The Friday banquet was a testimonial to Borell's many accomplishments during that tenure.

In a nutshell, Steve has led the Association successfully in diverse areas during a period when the industry has been gathering strength.

His unique skill-set was at the right place at the right time.

Due to a positive political climate, the mining industry has been emerging as a powerful political and economic force since the mid-70s.

It gained traction with the opening of the Red Dog and Greens Creek mines, and by the time the Fort Knox and Pogo mines hit stride, the industry had emerged as the second largest in the state's private sector.

Borell was everywhere during the recent two decades of this exciting period, spreading a message that the industry was strong, safe, healthy and a positive force for the future of Alaska.

In D.C. he was advising the delegation and pitching the administration while building respect for AMA within the National Mining Association.

In Juneau, he was painting the picture of a progressive and responsible partner in the development of resources for Alaska's future.

Throughout the West he was bonding with other mining associations and their leaders to build strategic alliances.

All across Alaska, he was conferring with small and large mine operators and exploration teams, constructing a solid and united front.

At the miner's banquet, a parade of speakers crossed the stage, sharing words of gratitude and good wishes for Borell's future. The respect tendered to Borell was overwhelming, but it was frequently punctuated with the word "friend." Borell clearly made many trusted friends for the industry and by extension for himself through his integrity and credibility.

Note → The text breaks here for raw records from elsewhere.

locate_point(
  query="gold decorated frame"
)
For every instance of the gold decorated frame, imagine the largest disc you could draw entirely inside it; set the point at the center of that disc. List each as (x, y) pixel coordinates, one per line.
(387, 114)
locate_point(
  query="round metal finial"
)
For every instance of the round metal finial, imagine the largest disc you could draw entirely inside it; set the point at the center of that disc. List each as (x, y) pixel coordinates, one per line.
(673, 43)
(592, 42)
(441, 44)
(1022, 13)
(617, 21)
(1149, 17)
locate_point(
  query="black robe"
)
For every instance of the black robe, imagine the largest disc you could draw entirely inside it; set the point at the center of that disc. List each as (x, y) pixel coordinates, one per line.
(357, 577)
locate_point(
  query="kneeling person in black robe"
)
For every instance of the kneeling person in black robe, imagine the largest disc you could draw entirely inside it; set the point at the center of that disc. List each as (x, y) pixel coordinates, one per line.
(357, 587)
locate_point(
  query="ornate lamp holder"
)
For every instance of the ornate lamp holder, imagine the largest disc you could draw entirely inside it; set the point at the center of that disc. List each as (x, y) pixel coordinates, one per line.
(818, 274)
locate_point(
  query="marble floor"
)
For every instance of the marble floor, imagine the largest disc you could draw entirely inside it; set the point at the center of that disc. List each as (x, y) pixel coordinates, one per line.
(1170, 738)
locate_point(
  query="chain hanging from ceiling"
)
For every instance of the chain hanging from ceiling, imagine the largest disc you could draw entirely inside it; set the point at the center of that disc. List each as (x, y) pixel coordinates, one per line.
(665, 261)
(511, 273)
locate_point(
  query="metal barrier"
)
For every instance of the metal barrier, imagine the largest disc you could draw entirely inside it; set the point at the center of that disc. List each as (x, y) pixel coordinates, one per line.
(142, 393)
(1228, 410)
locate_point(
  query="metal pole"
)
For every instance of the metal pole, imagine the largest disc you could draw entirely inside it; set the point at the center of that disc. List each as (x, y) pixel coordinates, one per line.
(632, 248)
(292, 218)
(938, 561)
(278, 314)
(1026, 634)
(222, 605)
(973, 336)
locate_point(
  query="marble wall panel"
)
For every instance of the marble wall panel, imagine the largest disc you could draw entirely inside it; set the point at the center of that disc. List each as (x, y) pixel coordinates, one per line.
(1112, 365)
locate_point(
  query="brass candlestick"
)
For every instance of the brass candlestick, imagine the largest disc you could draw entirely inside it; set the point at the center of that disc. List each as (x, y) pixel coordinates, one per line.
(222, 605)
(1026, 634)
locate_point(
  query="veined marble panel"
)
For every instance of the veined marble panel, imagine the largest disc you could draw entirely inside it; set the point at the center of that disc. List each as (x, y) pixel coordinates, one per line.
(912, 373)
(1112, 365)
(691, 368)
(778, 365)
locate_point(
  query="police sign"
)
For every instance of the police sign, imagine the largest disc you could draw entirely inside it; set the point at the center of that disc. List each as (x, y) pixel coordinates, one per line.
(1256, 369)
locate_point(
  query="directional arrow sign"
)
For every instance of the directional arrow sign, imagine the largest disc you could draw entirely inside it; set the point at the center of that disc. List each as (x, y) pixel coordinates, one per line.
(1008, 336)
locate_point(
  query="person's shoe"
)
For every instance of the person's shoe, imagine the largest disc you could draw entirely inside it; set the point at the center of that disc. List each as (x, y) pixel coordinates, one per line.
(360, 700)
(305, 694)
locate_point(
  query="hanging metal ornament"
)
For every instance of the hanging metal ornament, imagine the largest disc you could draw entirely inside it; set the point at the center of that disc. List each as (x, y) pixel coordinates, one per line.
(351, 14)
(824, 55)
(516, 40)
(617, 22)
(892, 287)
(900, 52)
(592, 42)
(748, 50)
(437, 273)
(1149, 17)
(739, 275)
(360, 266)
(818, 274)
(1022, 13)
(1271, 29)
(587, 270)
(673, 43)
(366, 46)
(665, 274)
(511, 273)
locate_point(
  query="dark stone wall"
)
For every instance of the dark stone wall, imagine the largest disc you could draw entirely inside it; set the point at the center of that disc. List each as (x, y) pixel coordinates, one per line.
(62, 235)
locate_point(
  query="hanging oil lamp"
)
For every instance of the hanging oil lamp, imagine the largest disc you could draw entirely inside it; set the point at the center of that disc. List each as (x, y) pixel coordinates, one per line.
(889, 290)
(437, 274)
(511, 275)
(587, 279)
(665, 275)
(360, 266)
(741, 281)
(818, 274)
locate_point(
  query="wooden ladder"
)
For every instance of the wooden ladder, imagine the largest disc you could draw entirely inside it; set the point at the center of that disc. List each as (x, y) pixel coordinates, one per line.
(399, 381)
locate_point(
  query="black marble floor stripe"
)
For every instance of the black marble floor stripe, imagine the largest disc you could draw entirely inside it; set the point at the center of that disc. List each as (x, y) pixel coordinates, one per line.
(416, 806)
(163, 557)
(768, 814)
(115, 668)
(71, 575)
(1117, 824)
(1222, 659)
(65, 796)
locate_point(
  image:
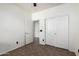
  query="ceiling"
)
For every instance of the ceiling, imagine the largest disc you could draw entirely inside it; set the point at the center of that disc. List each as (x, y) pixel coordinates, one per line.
(40, 6)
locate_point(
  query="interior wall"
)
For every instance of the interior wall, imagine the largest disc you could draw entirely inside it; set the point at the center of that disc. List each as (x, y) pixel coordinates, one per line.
(36, 32)
(72, 11)
(12, 27)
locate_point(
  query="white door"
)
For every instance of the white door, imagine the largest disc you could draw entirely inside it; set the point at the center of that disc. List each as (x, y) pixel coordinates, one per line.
(57, 31)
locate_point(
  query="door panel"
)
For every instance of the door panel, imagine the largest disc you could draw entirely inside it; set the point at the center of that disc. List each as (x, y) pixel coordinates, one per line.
(57, 31)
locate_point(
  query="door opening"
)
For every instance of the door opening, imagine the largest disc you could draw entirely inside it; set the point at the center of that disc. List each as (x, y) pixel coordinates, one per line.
(57, 32)
(36, 32)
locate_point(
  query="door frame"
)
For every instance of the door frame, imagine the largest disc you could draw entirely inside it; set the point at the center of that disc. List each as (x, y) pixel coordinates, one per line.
(56, 17)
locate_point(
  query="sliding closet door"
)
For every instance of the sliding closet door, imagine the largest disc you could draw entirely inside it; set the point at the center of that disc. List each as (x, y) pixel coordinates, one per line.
(57, 31)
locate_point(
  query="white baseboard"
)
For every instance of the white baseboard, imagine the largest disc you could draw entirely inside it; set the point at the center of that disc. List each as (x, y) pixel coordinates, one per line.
(10, 50)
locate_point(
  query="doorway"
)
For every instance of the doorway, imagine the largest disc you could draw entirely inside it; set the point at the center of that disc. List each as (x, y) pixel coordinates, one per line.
(36, 32)
(57, 31)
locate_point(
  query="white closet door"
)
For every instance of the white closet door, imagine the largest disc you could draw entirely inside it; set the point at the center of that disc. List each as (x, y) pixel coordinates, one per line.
(57, 31)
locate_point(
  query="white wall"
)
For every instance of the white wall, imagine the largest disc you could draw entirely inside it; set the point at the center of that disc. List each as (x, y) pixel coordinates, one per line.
(36, 33)
(71, 10)
(12, 26)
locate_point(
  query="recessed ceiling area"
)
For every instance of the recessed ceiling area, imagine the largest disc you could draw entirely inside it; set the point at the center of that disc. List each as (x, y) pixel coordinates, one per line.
(40, 6)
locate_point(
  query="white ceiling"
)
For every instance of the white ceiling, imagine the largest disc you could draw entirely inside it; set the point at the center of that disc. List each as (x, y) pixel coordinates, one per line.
(40, 6)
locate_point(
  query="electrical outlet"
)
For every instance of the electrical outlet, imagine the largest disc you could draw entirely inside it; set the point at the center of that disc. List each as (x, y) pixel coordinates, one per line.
(16, 42)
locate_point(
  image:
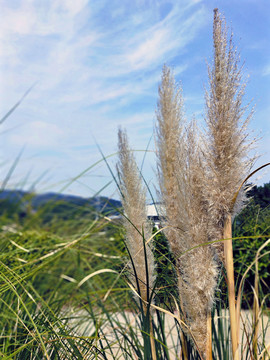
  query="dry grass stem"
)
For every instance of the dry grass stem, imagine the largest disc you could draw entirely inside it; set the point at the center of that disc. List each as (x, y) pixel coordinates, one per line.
(180, 170)
(138, 229)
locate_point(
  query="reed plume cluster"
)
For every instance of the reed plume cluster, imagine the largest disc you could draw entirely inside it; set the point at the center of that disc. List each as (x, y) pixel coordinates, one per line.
(180, 171)
(199, 175)
(226, 141)
(137, 227)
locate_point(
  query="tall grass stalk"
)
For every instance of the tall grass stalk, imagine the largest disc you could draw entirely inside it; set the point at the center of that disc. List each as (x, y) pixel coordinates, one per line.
(226, 150)
(137, 227)
(180, 171)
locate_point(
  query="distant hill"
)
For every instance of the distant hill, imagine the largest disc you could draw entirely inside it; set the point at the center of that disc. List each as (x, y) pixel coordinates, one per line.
(19, 201)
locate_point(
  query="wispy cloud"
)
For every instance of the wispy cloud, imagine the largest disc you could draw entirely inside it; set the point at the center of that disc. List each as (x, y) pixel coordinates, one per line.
(98, 66)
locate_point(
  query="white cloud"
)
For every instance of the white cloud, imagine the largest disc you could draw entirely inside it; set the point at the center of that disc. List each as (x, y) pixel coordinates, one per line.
(38, 134)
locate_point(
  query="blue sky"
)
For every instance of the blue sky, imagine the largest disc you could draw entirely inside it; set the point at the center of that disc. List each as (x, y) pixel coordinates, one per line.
(97, 65)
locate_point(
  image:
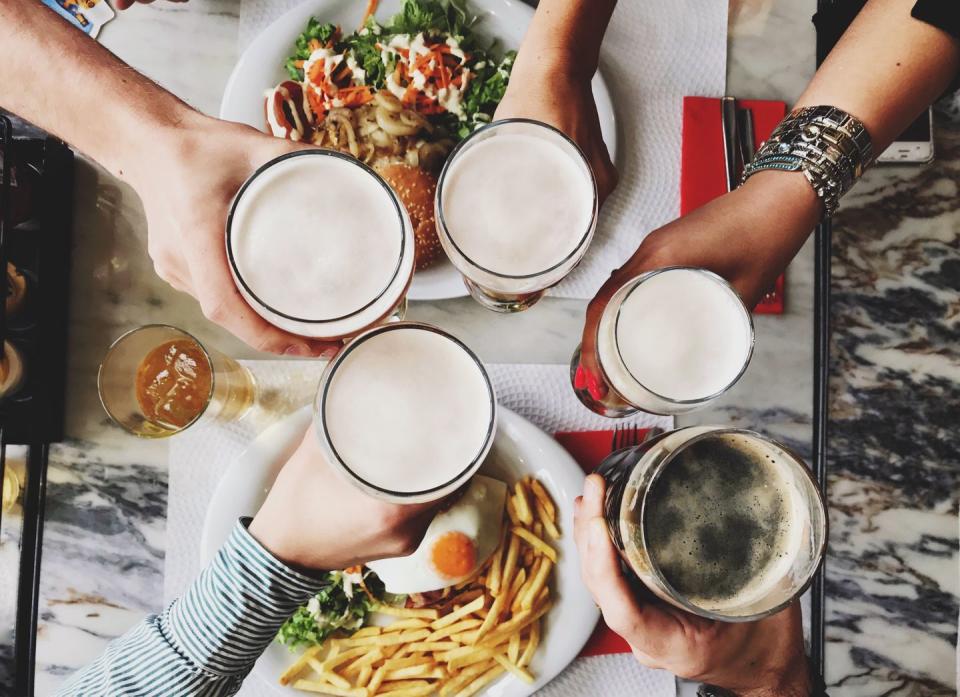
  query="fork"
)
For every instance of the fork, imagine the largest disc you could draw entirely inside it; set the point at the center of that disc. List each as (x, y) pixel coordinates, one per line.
(625, 437)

In addition to the festivities for Borell, his successor was introduced to the membership. Fred Paraday comes to the post of executive director with impressive credentials. Paraday has worked at Point Barrow for the past several years after a career in the coal mining industry in Wyoming and a stint in the Wyoming State Legislature. He and Borell will overlap for four months in transition, but it appears that Paraday will hit the traces running. According to Borell, Paraday's resume could not be improved upon when trying to find a fit for his replacement. Paraday brings the right mix of professional experience and depth of knowledge to the job.

Paraday takes over direction of the mining group at a critical time. New mines at Chuitna, Donlin Creek, Wishbone Hill and Pebble will soon take their place next to the six mines now in production. No matter what happens with the oil and gas industry in Alaska, mining is going to become an increasingly relevant and important force, especially in remote areas.

Although the resignation of Borell comes at a time when his contributions are optimal, the smooth transition to a qualified successor will result in a continuation of policies and practices that will extend the positive trend. Steve Borell has served the industry and the association well over the past two decades and Fred Paraday will have an excellent opportunity to build on a sound foundation.